Notice of Proxy to Consider a Specific Resolution
Every member of a company limited by shares or by guarantee who is entitled to attend and vote at general meeting may appoint a proxy. The proxy need not be a member of the company. The proxy will have the right to attend, speak, join in any demand for a poll and the right to vote at the meeting.
This is a statutory right under Section 324 of the Companies Act 2006 and applies regardless of the provisions of the company's articles. However note that whilst the Companies Act 2006 allows a proxy voting rights on both a show of hands and a poll (Section 284(2)) it also allows the articles to override on this particular point (Section 284(4)). The 2006 Model Articles do not do so and allows proxies to vote on a show of hands as well as on a poll. It is therefore to check the provisions of the articles if based on Table A and incorporated under the Companies Act 1985.
Proxies must be appointed in writing and the proxy document must be delivered to the registered office of the company 48 hours before the start of the meeting. The company cannot specify a longer period than this. Proxies can also be lodged by means of electronic communication.

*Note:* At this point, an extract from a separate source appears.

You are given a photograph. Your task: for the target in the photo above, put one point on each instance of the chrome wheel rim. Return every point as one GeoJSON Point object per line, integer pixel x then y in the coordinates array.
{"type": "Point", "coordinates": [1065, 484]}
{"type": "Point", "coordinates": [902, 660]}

NOTE: The document appointing a proxy is known as a 'proxy notice under the 2006 model articles. In the case of companies with older articles the document may be referred to as a 'proxy form' or simply a 'proxy'. The document created after completion of the following form(s) should therefore be amended as necessary using the edit function.
Proxies can be open (unrestricted) or specific (meaning that the proxy must follow specific voting instructions.